Şimdi verimlilik artışı sağlayabilmek, dolayısıyla büyüyebilmek için yeni sanayi devriminin ortaya çıkardığı yeni teknolojileri bütün üretim süreçlerimize yaygınlaştırmamız gerekiyor.
‘Hangi yeni teknolojilerden bahsediyorsun’ derseniz, biyo-teknoloji, nano-teknoloji, akıllı kent teknolojileri dahil tüm sayısal teknolojiler, yapay zeka, öbek zincir ve bilumum bilişim teknolojilerinden bahsediyorum. Bunlar bütün sektörleri aynı anda dönüştürme kabiliyetine sahip teknolojiler.

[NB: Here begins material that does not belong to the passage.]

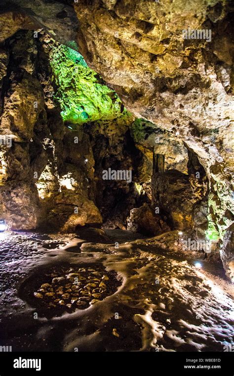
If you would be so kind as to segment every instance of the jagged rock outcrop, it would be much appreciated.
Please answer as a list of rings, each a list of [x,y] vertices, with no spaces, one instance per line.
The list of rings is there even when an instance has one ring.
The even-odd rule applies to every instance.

Ve ne iyi ki, ne güzel ki, Türkiye ekonomisinin teknolojik yenilenme gereği ile yeni sanayi devriminin gündeme getirdiği, ortaya çıkarttığı yeni teknolojiler birbirleri ile örtüşüyor.
Ne artık tarım bildiğimiz tarım olacak ne de tekstil. Örneğin ev tekstilinde Türkiye önemli bir üretici. Dünyada da iyi bir oyuncu. Yüzde 1 pay alabildiğimiz pek az ürün varken ev tekstilinde dünya çapında payımız yüzde 3’lere yaklaşıyor. Eğer bu pazar payımızı korumak hatta geliştirmek istiyorsak, perdeleri nano teknoloji ile buluşturmak, belki evleri iklimlendirecek enerjiyi sağlayacak solar sistemleri perde haline getirmekle mümkün.
Örnekler uzatılabilir. Ama zannediyorum, anlatmak istediğim anlaşıldı.
Yeni teknolojiler Türkiye için büyük bir fırsat oluşturuyor. Şimdi bize düşen bu fırsatı değerlendirmek.